For potential American riders, then, their options are either to hope to be discovered on a poorly funded, often woefully short American course, or to pay their own way to go up against riders who are much more practiced and better subsidized in Europe. Belgian riders, according to Stouffer, even get tax benefits and social security.

“Then if a rider doesn't make it, or gets injured and can't race any more, well now, based off his constant racing, he already has some money in his social security plan,” Stouffer says. “Whereas in the U.S., it is like the unicorn, and if you're not in the cycling community and you tell people what you do, they sort of look at you like, ‘Huh, and you can support yourself doing that?’”

And despite all that, American cycling is actually doing pretty OK

USA Pro Cycling Challenge - Stage 1 Photo by Chris Graythen/Getty Images

Perhaps the current crop of riders could be better — Americans in the late ‘90s and early 2000s had to deal with many of those same logistical challenges, too — but they could certainly be worse.

The heyday of Armstrong, Leipheimer, and Hamilton came after an even quieter period for the United States than the current one. In the space between LeMond’s last Tour title in 1990 and Armstrong’s first in 1999, American riders finished in the top 10 of the Tour just five times, peaking with Bobby Julich’s third place finish in 1998. Before that, an American hadn’t even competed in the Tour until 1981, when Jacques Boyer took the starting line. The Tour de France had existed for 78 years by that point.

If you’re willing to accept the fact that American riders in the early aughts were competing on a relatively level playing field with regards to doping, then you have to accept that, perhaps, they were just a special group of individual athletes.

“I don't know, we worked our tails off,” Hamilton says. “Looking back, sometimes I'm just like, I'm glad I don't have to do that any more. Just so much time on the bike, having to be super disciplined.

“At one point in my career I was 2.8 percent body fat, which is insane. Not healthy either. You had to live that lifestyle.

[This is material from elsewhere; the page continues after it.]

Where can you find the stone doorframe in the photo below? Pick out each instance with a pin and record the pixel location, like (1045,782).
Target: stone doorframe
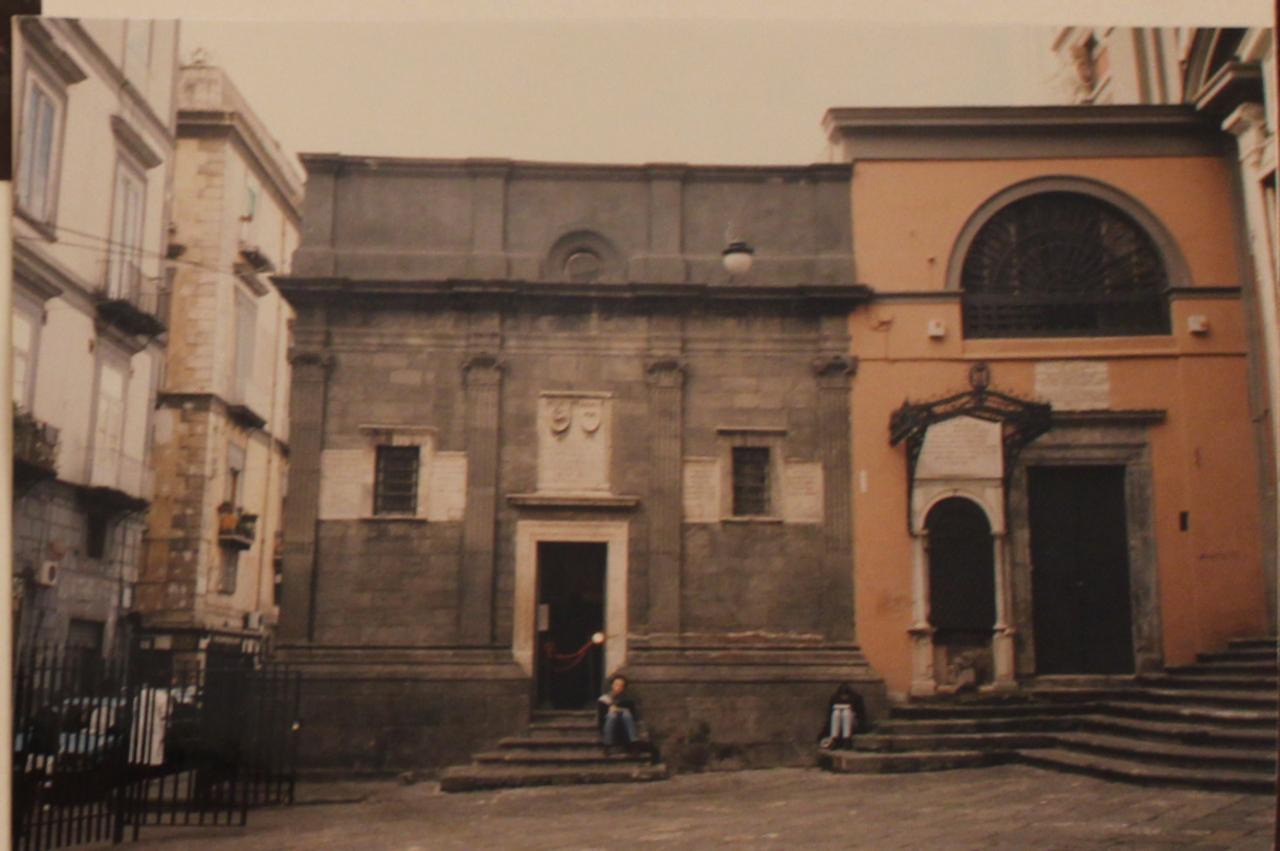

If you were 95 percent committed, you weren't going to make it.”

Leipheimer mentions a slew of 20-something American riders as a sign that the United States is on the come-up — names like Cannondale-Drapac’s Joe Dombrowski and Lawson Craddock, or BMC’s Brent Bookwalter and Joey Rosskopf. He won’t say that they will live up to the legacy of U.S. Postal, however, or what, exactly, separated his era from every other in American history.

The steps to becoming a Tour rider — much less a great one, he says — are ill-defined.

“You don't know. You really don't know,” Leipheimer says. “You have to keep working hard and have a lot of patience because it’s a long, long road, with many little tiny improvements and progression along the way.

“And then one day it just happens. You're there.”